Objective: Noninvasive mask ventilation (NIV) is a treatment option in acute respiratory failure in adults. This study was performed to determine prognostic variables for the success of NIV in a group of infants and children with respiratory failure for a wide range of reasons.
Design: Prospective, clinical study.
Setting: Multidisciplinary, neonatal-pediatric intensive care unit of a university teaching hospital.
Methods: Descriptive study of infants and children <or=16 yrs of age with acute respiratory failure requiring assisted ventilation. During 2002-2003, patients with hypoxemic or hyper-carbic respiratory failure, signs of respiratory distress, and described by the attending critical care physician as likely to require intubation, were eligible to receive mask ventilation as an alternative means of respiratory support. Patients were not selected for their underlying disease contributing to the respiratory problems. Depending on whether they failed NIV and had to be intubated, the children were assigned to nonresponders or responders groups. The two groups were compared regarding physiologic variables prospectively evaluated before NIV and at 1, 8, 24, and 48 hrs of NIV.

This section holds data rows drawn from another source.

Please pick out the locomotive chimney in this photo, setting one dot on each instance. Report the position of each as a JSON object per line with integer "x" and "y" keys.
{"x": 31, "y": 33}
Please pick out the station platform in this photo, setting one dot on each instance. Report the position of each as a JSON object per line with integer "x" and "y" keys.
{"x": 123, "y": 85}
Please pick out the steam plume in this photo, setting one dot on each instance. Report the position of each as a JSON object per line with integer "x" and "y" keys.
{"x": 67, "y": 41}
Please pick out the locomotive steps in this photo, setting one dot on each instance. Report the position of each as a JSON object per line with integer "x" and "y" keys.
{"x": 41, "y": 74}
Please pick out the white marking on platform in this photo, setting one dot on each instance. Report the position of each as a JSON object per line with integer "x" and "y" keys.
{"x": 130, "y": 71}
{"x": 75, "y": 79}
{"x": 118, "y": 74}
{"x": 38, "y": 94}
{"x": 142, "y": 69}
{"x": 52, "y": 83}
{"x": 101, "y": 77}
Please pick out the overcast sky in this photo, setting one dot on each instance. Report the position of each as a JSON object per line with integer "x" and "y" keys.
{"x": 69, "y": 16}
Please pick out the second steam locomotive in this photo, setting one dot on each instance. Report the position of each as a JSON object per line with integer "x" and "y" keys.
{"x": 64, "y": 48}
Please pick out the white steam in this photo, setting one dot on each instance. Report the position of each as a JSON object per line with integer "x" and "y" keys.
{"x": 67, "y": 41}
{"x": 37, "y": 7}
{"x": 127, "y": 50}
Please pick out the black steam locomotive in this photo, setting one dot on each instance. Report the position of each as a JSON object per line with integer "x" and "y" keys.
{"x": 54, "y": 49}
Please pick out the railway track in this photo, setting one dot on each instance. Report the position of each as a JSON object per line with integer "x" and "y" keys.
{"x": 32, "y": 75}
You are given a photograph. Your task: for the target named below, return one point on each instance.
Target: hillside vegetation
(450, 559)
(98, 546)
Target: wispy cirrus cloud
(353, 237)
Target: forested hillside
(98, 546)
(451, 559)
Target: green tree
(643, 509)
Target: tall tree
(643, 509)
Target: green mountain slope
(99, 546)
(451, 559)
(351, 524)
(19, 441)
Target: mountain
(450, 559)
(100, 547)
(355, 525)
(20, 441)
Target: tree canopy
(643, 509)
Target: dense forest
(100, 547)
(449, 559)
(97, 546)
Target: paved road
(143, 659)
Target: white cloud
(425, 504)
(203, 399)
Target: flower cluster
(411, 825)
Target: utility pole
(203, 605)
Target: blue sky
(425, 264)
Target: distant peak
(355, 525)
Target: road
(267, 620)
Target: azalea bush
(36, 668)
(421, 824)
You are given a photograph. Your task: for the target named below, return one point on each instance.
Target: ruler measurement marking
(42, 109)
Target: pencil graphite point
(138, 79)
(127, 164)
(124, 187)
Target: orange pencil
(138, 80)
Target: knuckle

Results: A total of 42 patients were included. Their median age was 2.45 yrs (range, 0.01-18 yrs). Twenty-one patients required mask ventilation only with continuous positive airway pressure and 21 with biphasic positive airway pressure. In both responders' and nonresponders' blood gas results, heart rate and respiratory rate improved significantly after initiation of NIV (p<.0001). The courses of these variables did not differentiate between the two groups. The overall success rate of NIV was 57%. After 1 hr of NIV, there was a significantly higher Fio2 in patients who failed NIV than in responders. An Fio2 of >80% after 1 hr of NIV predicted nonresponse with a sensitivity of 56%, specificity of 83%, and positive and negative predictive value of 71%.
Conclusion: NIV can be successfully applied to infants and children with acute respiratory failure in the setting of a pediatric intensive care unit. The level of Fio2 after 1 hr of NIV may be a predictive factor for the treatment success.